# WAGO-Klemme 750-404 und Impulsnehmer IN-Z61 - IN-Z65



## Kroster (7 Oktober 2012)

*Könnte die WAGO-Klemme 750-404 *

(Vor-/ Rückwärtszähler 100 kHz, Anzahl der Ausgänge 2, Anzahl der Zähler 1, Stromaufnahme (intern) 70 mASpannung über Leistungskontakte DC 24 V (-15 % ... +20 %))
http://www.wago.com/wagoweb/documentation/750/ger_dat/d07500404_00000000_0de.pdf

*f**ür den Impulsnehmer IN-Z61 - IN-Z65* ( http://www.world-of-heating.de/mediafiles/Anleitungen/Kromschroeder/IN_Z.pdf kleinste Messtakt/Genauigkeit 10 liter/impuls; mein Messbereich 0-40 liter pro Minute Erdgas) für Balgengaszähler 

*parametrisch verwendet werden?*

also 40 liter pro min = 4 Impulse pro min = 0.066 imp/sek = 0.066 Hz
Wäre die Frequenz problematisch für WAGO 750-404 ?


----------



## Dzhordi (10 Oktober 2012)

ich suche nach einer Lösung, mit dem Erdgaszähler (Volumen) BK-2,5 die Messdaten erfassen zu können.
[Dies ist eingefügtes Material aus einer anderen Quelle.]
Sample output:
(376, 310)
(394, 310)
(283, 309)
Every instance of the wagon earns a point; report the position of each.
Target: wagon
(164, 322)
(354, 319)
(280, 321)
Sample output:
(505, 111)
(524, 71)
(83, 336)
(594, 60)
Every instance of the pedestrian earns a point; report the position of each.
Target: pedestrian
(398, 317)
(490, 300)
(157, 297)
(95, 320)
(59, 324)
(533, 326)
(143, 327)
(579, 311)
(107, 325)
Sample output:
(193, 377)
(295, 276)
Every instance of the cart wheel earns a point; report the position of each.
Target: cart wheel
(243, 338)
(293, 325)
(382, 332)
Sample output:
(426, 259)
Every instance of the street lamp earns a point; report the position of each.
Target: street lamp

Die Messgenauigkeit sollte 10 Liter Erdgas sein. Messbereich ist 0-40 Liter pro Minute. 
Der Impulsmagnet/Impulsgeber des Balgengaszählers BK-2,5 entspricht 10 Liter pro Minute. Der Zählerstand sollte jede 5 Sekunden ausgelesen werden.

Eine Lösungsoption ist schon in 'Beckhoff - CoDeSys...' mit M-Bus (als benachbartes Thema) ist schon angefragt.

Eine einfachere Lösung scheint zu sein: den Zählerstand des Erdgaszählers mit Hilfe der Klemme WAGO 750-404 zu erfassen.

  Ginge so ? Verbinden und laufte das?
Was besonderes zu beachten?


----------